• Blood Coagul. Fibrinolysis · Aug 1994

    Studies on the mechanisms of action of aprotinin and tranexamic acid as plasmin inhibitors and antifibrinolytic agents.

    • C Longstaff.
    • Department of Haematology, National Institute for Biological Standards and Control, South Mimms, Hertfordshire, UK.
    • Blood Coagul. Fibrinolysis. 1994 Aug 1;5(4):537-42.

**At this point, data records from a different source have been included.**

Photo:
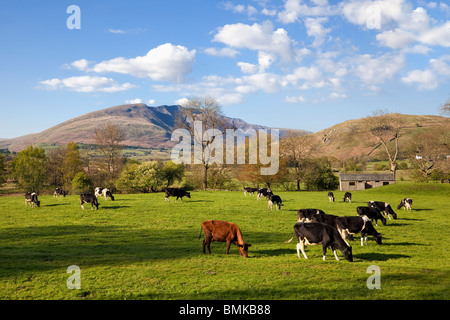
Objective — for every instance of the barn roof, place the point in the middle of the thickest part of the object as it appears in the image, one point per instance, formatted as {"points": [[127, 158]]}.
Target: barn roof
{"points": [[367, 177]]}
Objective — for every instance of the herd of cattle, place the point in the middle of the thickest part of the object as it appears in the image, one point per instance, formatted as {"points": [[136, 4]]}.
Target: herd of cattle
{"points": [[313, 226]]}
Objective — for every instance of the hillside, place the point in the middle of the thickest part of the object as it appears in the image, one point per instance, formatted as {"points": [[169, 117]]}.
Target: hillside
{"points": [[350, 139], [144, 126]]}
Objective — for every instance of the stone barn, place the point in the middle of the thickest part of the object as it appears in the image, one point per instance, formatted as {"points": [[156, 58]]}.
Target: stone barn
{"points": [[356, 182]]}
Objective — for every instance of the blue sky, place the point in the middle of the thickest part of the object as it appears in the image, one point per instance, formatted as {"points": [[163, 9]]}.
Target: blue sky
{"points": [[305, 64]]}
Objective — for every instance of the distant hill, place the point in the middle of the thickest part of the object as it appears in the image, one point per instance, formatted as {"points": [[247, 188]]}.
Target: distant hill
{"points": [[349, 139], [146, 127]]}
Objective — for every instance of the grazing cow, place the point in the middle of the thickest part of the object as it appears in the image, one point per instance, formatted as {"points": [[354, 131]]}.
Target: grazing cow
{"points": [[353, 225], [103, 192], [274, 200], [406, 203], [372, 213], [331, 196], [31, 198], [249, 190], [383, 207], [176, 192], [348, 196], [315, 233], [305, 215], [263, 192], [59, 192], [223, 231], [89, 198]]}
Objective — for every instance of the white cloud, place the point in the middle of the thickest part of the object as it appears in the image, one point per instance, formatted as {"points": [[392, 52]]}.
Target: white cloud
{"points": [[81, 64], [294, 9], [87, 84], [260, 37], [223, 52], [376, 70], [167, 62], [133, 101], [315, 29], [425, 79]]}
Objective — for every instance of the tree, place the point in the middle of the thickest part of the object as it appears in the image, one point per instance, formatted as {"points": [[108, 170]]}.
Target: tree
{"points": [[108, 139], [428, 151], [30, 168], [72, 163], [296, 149], [203, 118], [173, 172], [384, 129], [82, 183]]}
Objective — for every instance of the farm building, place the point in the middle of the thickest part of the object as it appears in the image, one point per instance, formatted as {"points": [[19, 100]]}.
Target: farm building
{"points": [[355, 182]]}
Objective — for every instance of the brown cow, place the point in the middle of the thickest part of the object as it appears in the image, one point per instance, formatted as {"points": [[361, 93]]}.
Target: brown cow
{"points": [[222, 231]]}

    AbstractBoth aprotinin and tranexamic acid are effective inhibitors of fibrinolysis in vitro and in vivo and both agents can act as plasmin inhibitors in purified systems, although there is some debate on their exact mechanism of action in vivo. The studies reported here using an in vitro clot lysis system designed to provide precise inhibition constants show that aprotinin remains a very potent inhibitor of plasmin even in the presence of fibrin with Ki = 2 nM. Plasmin-aprotinin interactions in solution are not affected by a number of kringle binding ligands, aminohexanoic acid, tranexamic acid or CNBr-fibrinogen fragments with Ki = 0.4 nM. The difference between these two Ki values is explained by competition for the plasmin active site between substrate (fibrin) and inhibitor (aprotinin). Inhibition of fibrinolysis by tranexamic acid is not readily analysed by a simple inhibition model which may be due to multiple overlapping ligand-kringle interactions or tranexamic-fibrin interactions. Experiments using combinations of aprotinin and tranexamic acid in the clot lysis system confirm the complementary nature of inhibitory mechanisms and suggest a slight synergism. These results support the idea that aprotinin inhibition of plasmin is a primary mode of action in vivo, and suggest that combination therapy of aprotinin with tranexamic acid might be more effective than either inhibitor alone.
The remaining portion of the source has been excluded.